My preschooler doesn’t get screen time every day, but when he does, I like it to be educational. I also don’t want it to be all on the iPad. While there are hundreds of amazing apps for kids, tablets don’t teach kids to type or the coordination to use a mouse, which I’m (perhaps naively) presuming will still be important skills when my preschooler makes it to middle school — or will computers just be able to read our thoughts by then? For now, here are four fabulous websites for preschools that are age-appropriate, fun and educational.

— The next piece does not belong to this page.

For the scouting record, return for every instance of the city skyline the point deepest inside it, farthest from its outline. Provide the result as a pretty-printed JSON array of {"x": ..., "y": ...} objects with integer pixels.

Starfall is a great beginning website for your preschooler. The site is colorful without being busy and the audio is slow and clear so kids don’t get confused. Starfall offers most of their language arts content for free, but you can also become a member ($35/year) and get access to the entire site including math. I’ve just stuck with the free reading content with all three of my boys and have found it to be plenty. I love that variety of levels the site offers — from just learning letter sounds to already reading — and the scaffolding it provides at each level, using a variety of activities, modeling and vocabulary building to help students be successful.
Starfall also does a great job of blending learning and fun that keeps my 4-year-old engaged. Kids can also take a break by choosing fun seasonal activities that integrate learning as well like creating their own jack-o-lantern or snowman.
Brainzy is a creation of Education.com and geared for kids ages 3-7. It is a paid website ($3.99/month), but one I definitely recommend. Right now, they offer math and reading lessons for preschool, kindergarten and first grade with plans to add additional grade levels at a later date. There is fun cast of kid-friendly characters that show up throughout the assignments and each lesson builds on the previous, helping kids master concept goals. Each mini-topic includes 6-7 activities. For example, a section on the short-O sound might have a short animated music video helping kids hear and practice the sound, a game of find the words with short-O, adding letters to O to make a word, a story that emphasizes the letter-O as well as additional activities.
There is also a progress dashboard that lets both the parent and kid see what areas they have mastered and the areas they can use more practice on. In addition, membership gets you access to over 15,000 printable worksheets and 300+ workbooks for additional practice.
Another great free resource is ABCya, which offers less direct instruction, but a variety of learning games in math and reading for grades K-5. There is Keyboard Zoo and Base Ten Fun for kindergartners, Parts of Speech Asteroids and Fraction Fling for third graders and Spanish BINGO and Division Drag Race for fifth graders.
Some of the games are a bit hit-or-miss in terms of clear directions and there is no teaching element — just practice — but, it’s a great way for kids to get additional experience with concepts they are working on.
4. PBS Kids
If your child is a fan of Sid the Science Kid, Curious George or Dinosaur Train, they’ll love the learning games available at PBSkids.org. All games are free and you can choose activities based on a topic (reading, spelling, healthy habits, science, etc. —21 topics in all) or by your favorite PBS character. This is a great site to use the interest your child already has for Cat in the Hat or SuperWhy to introduce educational concepts and skills.
I love that PBS Kids goes beyond the basic education concepts — letters, numbers, etc. — to include games that teach healthy habits, emotional wellness, problem solving and valuing nature. There is also a entire section of games in Spanish. Another secret insider tip? If your kids are getting tired of the games on the site, they can go to PBSkids.org/lab to check out brand new games the site is working on.
What are your favorite educational websites?